CFD numerical simulation is the main method to study the wind environment of buildings. In recent years, with the development of computer hardware technology, the improvement of turbulence models and the advancement of calculation methods, the CFD numerical simulation method has been more and more widely used in the field of building wind environment, and has become a strategic development direction. Compared with the wind environment test, it has the following advantages: (1) low cost, short cycle, high efficiency, and precise control of flow conditions; (2) full-scale simulation without being affected by the size and structure of the building model, It effectively solves the problems of model simplification, too small scale ratio, and too few measurement points in the wind environment test; (3) CFD numerical simulation can use a wealth of visualization tools to provide flow field information that is inconvenient or impossible to obtain in the wind environment test , help to study the nature and mechanism of the problem.

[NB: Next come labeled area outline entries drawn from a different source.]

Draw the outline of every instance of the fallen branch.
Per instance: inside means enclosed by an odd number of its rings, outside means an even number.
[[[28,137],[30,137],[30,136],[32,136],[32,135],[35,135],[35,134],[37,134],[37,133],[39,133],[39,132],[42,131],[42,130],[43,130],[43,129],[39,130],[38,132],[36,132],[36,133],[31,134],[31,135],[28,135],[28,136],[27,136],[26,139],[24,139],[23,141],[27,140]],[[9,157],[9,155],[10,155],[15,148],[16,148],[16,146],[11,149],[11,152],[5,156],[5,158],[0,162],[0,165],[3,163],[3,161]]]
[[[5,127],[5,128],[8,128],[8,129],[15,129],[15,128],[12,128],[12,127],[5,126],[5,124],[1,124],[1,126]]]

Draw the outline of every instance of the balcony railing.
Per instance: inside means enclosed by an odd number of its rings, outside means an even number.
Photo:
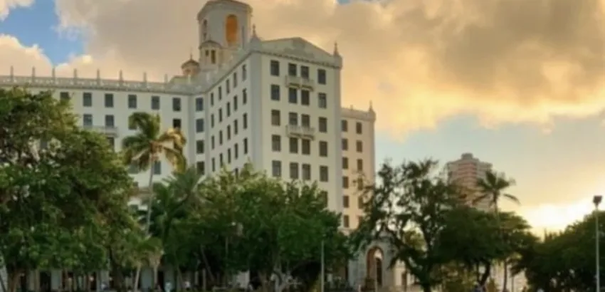
[[[315,82],[304,77],[286,75],[285,85],[286,87],[312,91],[315,88]]]
[[[315,129],[314,127],[297,125],[288,125],[285,127],[286,133],[290,137],[311,140],[315,138]]]
[[[112,136],[112,137],[117,136],[117,127],[116,127],[95,126],[95,125],[85,125],[83,127],[86,129],[86,130],[88,130],[98,132],[100,133],[105,134],[107,136]]]

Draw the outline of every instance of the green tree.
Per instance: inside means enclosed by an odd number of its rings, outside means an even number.
[[[105,137],[80,129],[69,103],[51,93],[0,89],[0,255],[9,291],[28,271],[101,264],[99,218],[132,184]],[[95,251],[86,267],[84,249]]]
[[[504,174],[488,170],[485,172],[485,177],[477,182],[480,195],[475,199],[475,202],[487,200],[490,205],[493,207],[493,212],[498,220],[498,212],[500,212],[498,204],[501,199],[506,199],[520,204],[519,199],[516,197],[505,192],[514,184],[515,181],[506,177]],[[508,259],[504,259],[503,263],[504,264],[504,278],[502,289],[505,291],[508,283]]]
[[[394,249],[390,263],[403,261],[423,291],[441,283],[436,244],[446,224],[446,211],[459,203],[460,190],[438,174],[438,162],[383,164],[380,182],[367,189],[365,217],[357,231],[361,246],[377,239]]]

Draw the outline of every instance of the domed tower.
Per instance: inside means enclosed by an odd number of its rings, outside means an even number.
[[[193,55],[189,55],[189,59],[181,65],[183,76],[194,76],[199,73],[199,63],[194,60]]]
[[[209,0],[197,14],[199,63],[220,65],[249,38],[252,7],[236,0]]]

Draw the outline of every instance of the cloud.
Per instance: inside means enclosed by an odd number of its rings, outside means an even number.
[[[16,7],[29,7],[33,0],[0,0],[0,21],[6,19],[11,9]]]
[[[396,137],[461,113],[486,126],[549,125],[555,116],[605,109],[601,0],[248,3],[262,38],[300,36],[329,51],[337,41],[344,105],[367,108],[372,100],[379,129]],[[88,56],[63,65],[64,72],[75,66],[92,74],[98,67],[107,78],[123,70],[128,78],[147,71],[161,78],[177,74],[197,47],[195,16],[203,1],[56,4],[60,28],[87,41]]]

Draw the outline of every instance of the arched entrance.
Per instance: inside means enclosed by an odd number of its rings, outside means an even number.
[[[366,281],[373,281],[376,288],[383,286],[384,253],[379,246],[374,246],[366,254]]]

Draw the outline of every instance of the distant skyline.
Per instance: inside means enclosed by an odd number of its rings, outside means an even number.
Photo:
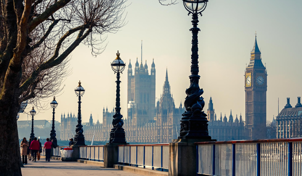
[[[143,58],[149,69],[154,58],[156,69],[156,96],[160,97],[167,68],[171,91],[178,107],[183,103],[185,89],[189,85],[191,34],[191,16],[187,15],[182,1],[176,5],[161,5],[157,0],[129,0],[126,9],[128,23],[116,34],[108,34],[107,47],[96,58],[90,48],[80,45],[70,56],[72,73],[63,83],[61,94],[56,96],[59,105],[56,120],[60,121],[61,113],[77,114],[77,98],[74,89],[81,80],[86,92],[82,99],[82,121],[88,121],[91,113],[94,122],[98,116],[101,122],[103,107],[111,111],[115,106],[115,75],[110,66],[117,50],[127,68],[129,59],[134,65],[137,57]],[[262,62],[267,69],[267,119],[271,121],[290,97],[292,105],[297,97],[302,96],[300,53],[302,35],[302,2],[269,0],[231,2],[210,1],[199,17],[198,34],[200,86],[206,112],[211,95],[217,118],[221,112],[228,117],[232,110],[235,117],[242,113],[245,117],[244,70],[249,62],[250,50],[257,31]],[[125,13],[126,15],[126,13]],[[127,117],[127,69],[121,75],[121,113]],[[45,103],[46,110],[35,116],[36,120],[50,120],[52,110]],[[29,104],[25,111],[32,106]],[[36,110],[37,109],[35,107]],[[20,114],[19,120],[26,120]]]

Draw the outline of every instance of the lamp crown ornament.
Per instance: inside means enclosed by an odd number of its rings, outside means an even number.
[[[117,53],[116,53],[116,58],[115,59],[120,59],[120,54],[118,52],[118,50],[117,50]]]

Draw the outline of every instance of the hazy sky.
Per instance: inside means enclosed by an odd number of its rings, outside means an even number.
[[[64,92],[57,97],[56,120],[61,113],[77,114],[77,98],[74,90],[81,80],[86,91],[82,99],[83,122],[91,112],[96,122],[100,122],[102,110],[108,106],[111,111],[115,105],[116,78],[110,66],[117,50],[127,65],[134,66],[137,57],[140,59],[143,40],[143,60],[147,60],[150,72],[152,59],[156,69],[156,96],[162,93],[166,68],[175,106],[183,102],[185,89],[189,85],[191,34],[191,16],[182,1],[170,6],[161,5],[157,0],[128,0],[126,9],[127,24],[115,34],[108,34],[108,45],[96,58],[90,48],[83,45],[72,54],[70,68],[72,73],[64,82]],[[291,98],[293,106],[297,97],[302,96],[301,56],[302,2],[281,0],[253,1],[210,0],[203,16],[199,17],[198,34],[200,86],[206,111],[211,95],[217,117],[220,112],[228,117],[230,109],[245,119],[244,74],[255,41],[255,30],[261,49],[262,62],[266,63],[268,88],[267,119],[271,120]],[[121,113],[127,115],[127,70],[121,75]],[[49,99],[49,104],[52,98]],[[31,108],[29,105],[26,110]],[[41,110],[36,119],[50,120],[52,110]],[[235,116],[236,117],[236,116]],[[20,115],[26,120],[27,115]]]

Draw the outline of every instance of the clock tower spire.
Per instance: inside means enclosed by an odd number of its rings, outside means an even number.
[[[266,137],[266,132],[263,130],[266,122],[267,74],[262,59],[255,33],[254,47],[244,75],[247,139],[263,139]]]

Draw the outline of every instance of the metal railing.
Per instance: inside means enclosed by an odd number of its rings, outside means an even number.
[[[169,144],[118,146],[118,162],[124,165],[167,171],[169,162]]]
[[[97,161],[104,161],[104,146],[80,146],[79,150],[81,159]]]
[[[195,143],[198,174],[302,175],[302,138]]]

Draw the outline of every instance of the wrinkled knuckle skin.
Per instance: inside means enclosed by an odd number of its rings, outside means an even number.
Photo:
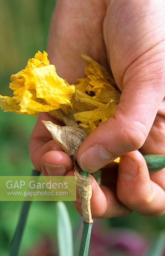
[[[126,144],[129,142],[130,151],[134,151],[141,148],[146,139],[145,133],[135,125],[126,127],[123,131]]]
[[[125,196],[124,193],[118,193],[117,196],[121,203],[131,208],[138,208],[139,207],[149,207],[153,201],[151,197],[144,198],[140,196],[138,198],[138,195],[130,196],[129,194],[128,196]]]

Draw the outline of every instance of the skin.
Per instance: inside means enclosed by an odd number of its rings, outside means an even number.
[[[165,212],[165,169],[150,175],[142,155],[165,154],[164,4],[60,0],[53,14],[48,51],[58,75],[70,84],[83,77],[86,63],[80,56],[86,54],[112,73],[122,92],[114,117],[92,133],[78,153],[80,165],[82,154],[98,144],[114,157],[122,156],[118,170],[114,164],[104,167],[100,186],[90,175],[93,218],[125,216],[132,210],[147,216]],[[71,158],[52,140],[42,119],[64,125],[48,113],[39,115],[30,143],[34,166],[48,175],[43,162],[55,165],[56,175],[64,165],[66,175],[74,175]],[[53,147],[57,150],[50,150]],[[78,197],[74,203],[81,214]]]

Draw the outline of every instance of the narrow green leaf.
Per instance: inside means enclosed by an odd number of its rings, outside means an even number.
[[[73,256],[72,230],[67,208],[62,202],[57,202],[56,207],[58,255],[59,256]]]
[[[165,167],[165,155],[146,155],[143,156],[150,173],[155,172]]]
[[[146,256],[162,256],[165,242],[162,233],[160,233],[156,237]]]
[[[39,176],[41,172],[36,170],[33,171],[32,176]],[[32,202],[25,201],[23,203],[20,217],[11,241],[10,256],[17,256],[25,227],[30,207]]]

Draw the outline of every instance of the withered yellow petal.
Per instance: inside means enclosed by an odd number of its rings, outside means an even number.
[[[104,105],[103,103],[101,102],[94,100],[93,97],[77,89],[76,90],[74,96],[77,100],[79,100],[80,102],[85,103],[87,105],[95,106],[99,107],[103,106]]]
[[[60,104],[71,105],[70,101],[75,91],[74,85],[68,83],[57,74],[54,65],[36,68],[32,71],[36,81],[36,95],[44,99],[51,106]]]

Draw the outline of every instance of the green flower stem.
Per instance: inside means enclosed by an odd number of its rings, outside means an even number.
[[[82,176],[89,178],[89,174],[84,172],[80,168],[79,168],[80,174]],[[80,244],[79,256],[87,256],[90,243],[92,226],[93,223],[83,222],[83,230]]]
[[[38,171],[34,170],[33,171],[32,176],[39,176],[40,173]],[[31,201],[25,201],[23,203],[19,219],[11,241],[10,256],[17,256],[18,255],[31,203]]]
[[[79,256],[88,256],[93,223],[83,222],[83,230]]]

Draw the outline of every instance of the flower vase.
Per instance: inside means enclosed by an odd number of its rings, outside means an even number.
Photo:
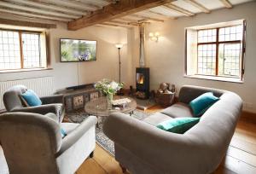
[[[112,109],[113,93],[107,94],[107,107],[108,110]]]

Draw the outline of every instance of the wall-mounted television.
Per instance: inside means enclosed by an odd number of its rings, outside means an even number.
[[[96,60],[96,41],[61,38],[61,62]]]

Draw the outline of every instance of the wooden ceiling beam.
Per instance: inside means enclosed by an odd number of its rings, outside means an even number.
[[[40,0],[38,0],[38,1],[40,2]],[[55,4],[57,6],[65,6],[65,7],[68,7],[68,8],[81,9],[83,11],[84,11],[84,10],[93,11],[93,10],[101,9],[101,7],[96,6],[96,5],[91,5],[90,3],[83,3],[80,2],[77,2],[77,1],[44,0],[44,2]]]
[[[24,5],[29,5],[29,6],[33,6],[37,8],[43,8],[45,9],[50,9],[50,10],[56,10],[56,11],[61,11],[64,13],[69,13],[69,14],[73,14],[77,15],[85,15],[87,14],[86,11],[79,11],[77,9],[67,9],[67,8],[63,8],[60,6],[55,6],[55,5],[51,5],[49,3],[37,3],[37,2],[32,2],[29,0],[9,0],[9,2],[13,3],[18,3],[20,4],[24,4]]]
[[[182,9],[180,7],[177,7],[177,6],[176,6],[174,4],[172,4],[172,3],[165,4],[165,5],[163,5],[163,7],[166,7],[166,8],[167,8],[169,9],[171,9],[172,10],[175,10],[175,11],[177,11],[177,12],[178,12],[180,14],[184,14],[186,16],[195,15],[195,14],[193,14],[192,12],[190,12],[190,11],[189,11],[187,9]]]
[[[79,15],[63,14],[61,12],[53,12],[53,11],[49,11],[47,9],[39,9],[38,8],[20,6],[20,5],[16,5],[16,4],[6,3],[6,2],[0,2],[0,6],[5,7],[5,8],[15,9],[16,10],[21,9],[21,10],[25,10],[25,11],[34,12],[34,13],[43,14],[46,14],[46,15],[47,14],[54,15],[54,16],[58,16],[58,17],[66,17],[66,18],[73,18],[73,19],[77,19],[79,17]]]
[[[164,20],[152,18],[152,17],[141,15],[141,14],[131,14],[130,16],[136,17],[136,18],[141,18],[143,20],[153,20],[153,21],[159,21],[159,22],[164,22],[165,21]]]
[[[109,22],[101,23],[101,25],[111,26],[117,26],[117,27],[123,27],[123,28],[131,28],[131,27],[129,27],[129,26],[119,26],[119,25],[112,24],[112,23],[109,23]]]
[[[42,15],[42,14],[31,14],[28,12],[21,12],[17,11],[14,9],[0,9],[0,13],[9,14],[12,15],[16,16],[24,16],[24,17],[29,17],[29,18],[37,18],[37,19],[43,19],[43,20],[55,20],[55,21],[70,21],[72,19],[67,18],[60,18],[60,17],[54,17],[54,16],[49,16],[49,15]]]
[[[225,6],[225,8],[231,9],[233,7],[232,3],[229,0],[219,0],[219,1]]]
[[[157,15],[160,15],[166,19],[172,19],[172,20],[175,20],[176,18],[175,17],[172,17],[172,16],[169,16],[169,15],[166,15],[166,14],[161,14],[161,13],[158,13],[158,12],[155,12],[155,11],[152,11],[152,10],[148,10],[147,11],[148,13],[151,13],[151,14],[157,14]]]
[[[96,10],[90,15],[68,22],[67,28],[68,30],[78,30],[172,3],[172,1],[174,0],[119,0],[116,3],[105,6],[102,9]]]
[[[126,21],[126,22],[137,22],[137,20],[136,20],[126,18],[126,17],[125,17],[125,18],[119,18],[117,20]]]
[[[108,22],[114,23],[114,24],[120,24],[120,25],[125,25],[125,26],[137,26],[137,24],[135,24],[133,22],[123,22],[123,21],[118,21],[118,20],[110,20]]]
[[[8,20],[8,19],[3,19],[3,18],[0,18],[0,24],[20,26],[29,26],[29,27],[38,27],[38,28],[56,28],[55,24],[44,24],[44,23],[38,23],[38,22]]]
[[[193,5],[194,7],[199,9],[200,10],[203,11],[204,13],[209,14],[211,13],[210,9],[201,4],[200,3],[197,3],[195,0],[185,0],[186,3]]]

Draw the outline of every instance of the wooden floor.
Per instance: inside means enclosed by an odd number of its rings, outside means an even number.
[[[148,110],[154,113],[155,107]],[[77,174],[121,174],[119,163],[110,154],[96,145],[93,159],[86,160]],[[126,172],[128,173],[128,172]],[[214,174],[256,174],[256,124],[240,120],[226,157]]]

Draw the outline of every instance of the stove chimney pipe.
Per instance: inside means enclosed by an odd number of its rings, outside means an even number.
[[[145,55],[145,23],[139,24],[139,32],[140,32],[140,59],[139,66],[140,67],[145,67],[144,55]]]

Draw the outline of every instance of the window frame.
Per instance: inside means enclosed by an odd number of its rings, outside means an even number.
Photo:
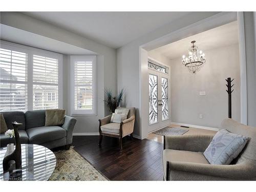
[[[37,55],[58,59],[58,108],[63,108],[63,55],[3,40],[0,40],[0,47],[12,51],[24,52],[28,55],[28,109],[25,111],[33,110],[33,55]]]
[[[74,63],[76,61],[89,59],[93,62],[93,110],[75,110],[75,73]],[[70,109],[71,116],[96,116],[97,115],[97,57],[96,55],[70,55]],[[87,112],[87,111],[88,112]]]

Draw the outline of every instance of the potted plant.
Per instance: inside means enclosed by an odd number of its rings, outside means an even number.
[[[122,89],[116,96],[113,95],[112,91],[110,89],[105,88],[105,94],[106,96],[106,100],[104,100],[106,105],[109,107],[111,113],[115,113],[116,109],[120,106],[122,98],[123,96],[123,89]]]
[[[5,155],[5,157],[11,154],[14,151],[14,144],[11,143],[11,138],[14,137],[14,130],[8,130],[5,133],[5,135],[9,137],[9,144],[7,144],[7,150]]]

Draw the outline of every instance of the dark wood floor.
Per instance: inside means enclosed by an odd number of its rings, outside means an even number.
[[[163,144],[148,139],[124,138],[123,150],[118,140],[98,136],[74,136],[72,145],[95,168],[110,180],[162,180]]]

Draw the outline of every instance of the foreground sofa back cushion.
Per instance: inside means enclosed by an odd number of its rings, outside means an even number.
[[[44,126],[46,123],[46,110],[28,111],[25,113],[25,118],[26,130]]]

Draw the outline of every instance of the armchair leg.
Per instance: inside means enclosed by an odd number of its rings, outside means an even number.
[[[119,148],[120,151],[123,150],[123,147],[122,146],[122,137],[119,138]]]
[[[170,162],[166,161],[166,181],[170,180]]]
[[[102,135],[99,135],[99,146],[101,146],[101,142],[102,142]]]
[[[131,140],[133,140],[133,139],[132,133],[131,134],[130,134],[130,138]]]

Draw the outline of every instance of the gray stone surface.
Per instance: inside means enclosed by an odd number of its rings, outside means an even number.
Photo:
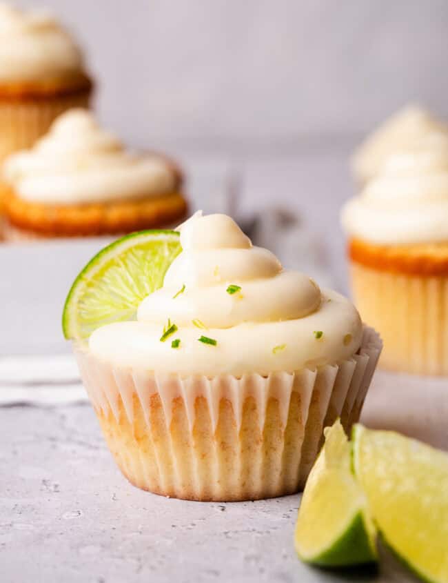
[[[299,496],[190,502],[131,486],[93,411],[0,409],[2,583],[317,583],[411,580],[381,571],[332,574],[295,556]]]

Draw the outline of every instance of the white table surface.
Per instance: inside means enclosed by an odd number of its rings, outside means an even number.
[[[329,159],[321,172],[325,163],[287,160],[270,164],[269,172],[267,164],[250,165],[240,208],[244,213],[266,206],[273,192],[277,204],[303,208],[329,244],[343,286],[343,243],[336,217],[345,179],[337,160]],[[288,195],[288,184],[305,197]],[[334,184],[338,195],[328,201]],[[310,206],[307,189],[313,188]],[[63,299],[101,244],[0,246],[0,355],[70,349],[61,333]],[[380,373],[364,417],[374,426],[386,423],[447,447],[448,411],[434,405],[437,399],[446,405],[444,395],[440,383]],[[409,406],[389,407],[385,415],[385,402]],[[121,476],[90,406],[0,408],[2,583],[412,580],[387,553],[378,573],[331,573],[301,563],[292,544],[299,501],[298,495],[231,504],[158,497]]]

The evaluation methods of pedestrian wind environment on high-altitude open-air platforms mainly include wind speed ratio evaluation method, relative wind comfort evaluation method, and threshold exceeding probability evaluation method. Generally speaking, both the wind speed ratio evaluation method and the relative wind comfort evaluation method have the problem of poor evaluation results, while the threshold probability evaluation method is based on the consideration of people's comfort and safety requirements, as well as local meteorological statistics. , which considers the random characteristics of wind speed by adopting the maximum allowable exceeding probability, is the most accurate evaluation method at present. Because the threshold probability assessment method needs to be combined with meteorological data, and the algorithm is relatively complex, its practical application is limited. In addition, there are many wind environment assessment standards based on the threshold probability assessment method, which have not yet reached a consensus, which also limits its application to a certain extent.

Contents of the invention

In order to solve the problems of high cost of existing wind tunnel tests, simplified models, too small scale ratio, and insufficient accuracy of existing wind environment assessment methods, the present invention further proposes a method for assessing pedestrian wind environment on high-altitude open-air platforms based on CFD numerical simulation .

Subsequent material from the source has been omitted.